In 2002, the number of baptized U.S. members of the Episcopal Church stood at 2.32 million. By 2012, that number had fallen to 1.89 million, a decline of 18.4 percent. Meanwhile, attendance has fallen even more steeply. Average Sunday attendance in its U.S. churches was 846,000 in 2002, but had fallen 24.4 percent by 2012 to only 640,000. Other signs of congregational liveliness have fallen even further. Baptisms have fallen by 39.6 percent, and marriages have fallen by 44.9 percent.

As for the ACNA? It’s seen its membership rise by 13 percent and its Sunday attendance rise by 16 percent in the past five years. Since 2009, the ACNA has planted 488 new congregations. In 2012, the entire Episcopal Church managed to plant four new churches.
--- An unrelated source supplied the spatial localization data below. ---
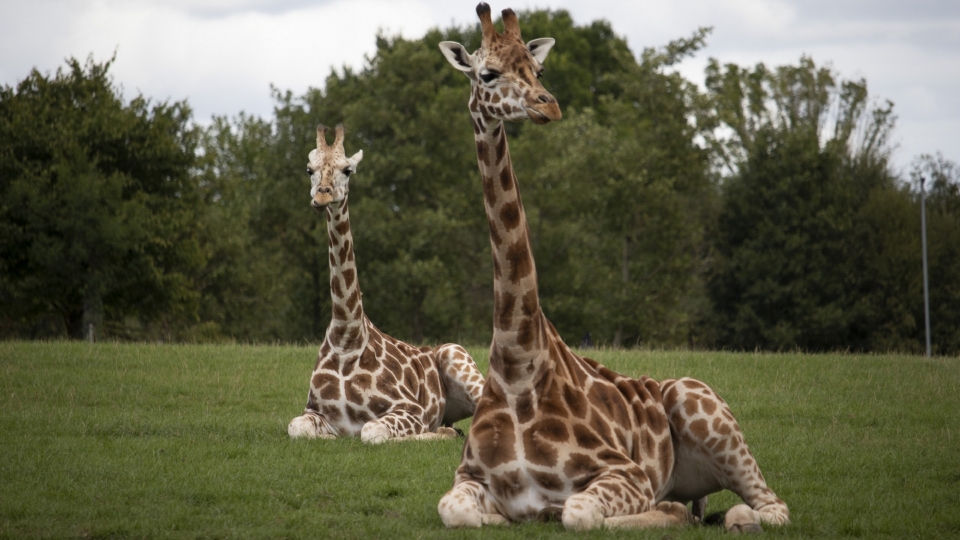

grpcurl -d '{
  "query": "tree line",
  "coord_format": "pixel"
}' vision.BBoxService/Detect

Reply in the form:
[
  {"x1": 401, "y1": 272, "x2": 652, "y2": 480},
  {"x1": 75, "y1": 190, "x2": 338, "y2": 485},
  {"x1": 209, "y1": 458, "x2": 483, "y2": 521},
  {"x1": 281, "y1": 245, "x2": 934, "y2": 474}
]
[{"x1": 2, "y1": 10, "x2": 958, "y2": 354}]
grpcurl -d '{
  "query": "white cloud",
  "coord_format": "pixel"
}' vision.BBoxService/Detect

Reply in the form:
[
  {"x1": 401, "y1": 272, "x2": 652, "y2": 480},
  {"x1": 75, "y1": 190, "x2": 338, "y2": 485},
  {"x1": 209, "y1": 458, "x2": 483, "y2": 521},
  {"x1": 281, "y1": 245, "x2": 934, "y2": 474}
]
[{"x1": 2, "y1": 0, "x2": 959, "y2": 168}]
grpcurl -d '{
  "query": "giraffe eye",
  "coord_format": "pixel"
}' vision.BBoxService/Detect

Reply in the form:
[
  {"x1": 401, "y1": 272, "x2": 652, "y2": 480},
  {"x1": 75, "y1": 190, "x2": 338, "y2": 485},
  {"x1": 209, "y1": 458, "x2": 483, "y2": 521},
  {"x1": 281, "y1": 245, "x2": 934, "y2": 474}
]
[
  {"x1": 342, "y1": 167, "x2": 352, "y2": 176},
  {"x1": 537, "y1": 70, "x2": 544, "y2": 79},
  {"x1": 306, "y1": 168, "x2": 313, "y2": 176},
  {"x1": 479, "y1": 70, "x2": 499, "y2": 83}
]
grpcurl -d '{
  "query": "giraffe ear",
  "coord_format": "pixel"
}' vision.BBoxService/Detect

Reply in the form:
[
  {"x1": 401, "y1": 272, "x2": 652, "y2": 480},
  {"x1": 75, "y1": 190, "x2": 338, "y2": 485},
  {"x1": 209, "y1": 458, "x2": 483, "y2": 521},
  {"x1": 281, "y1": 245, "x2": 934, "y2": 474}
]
[
  {"x1": 526, "y1": 38, "x2": 555, "y2": 64},
  {"x1": 439, "y1": 41, "x2": 475, "y2": 78},
  {"x1": 348, "y1": 150, "x2": 363, "y2": 167}
]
The Evangelical Lutheran Church of America

The Evangelical Lutheran Church of America (ELCA) was formed in 1987, when three Lutheran denominations merged to create the largest Lutheran church in America. For most of its history, gay men and women were permitted to be pastors, so long as they remained celibate. But in a narrow vote at its 2009 Churchwide Assembly, ordination was extended to gay men and women in “committed monogamous relationships.” In addition, the Assembly passed an amendment allowing churches “to recognize, support and hold publicly accountable life-long, monogamous, same-gender relationships.”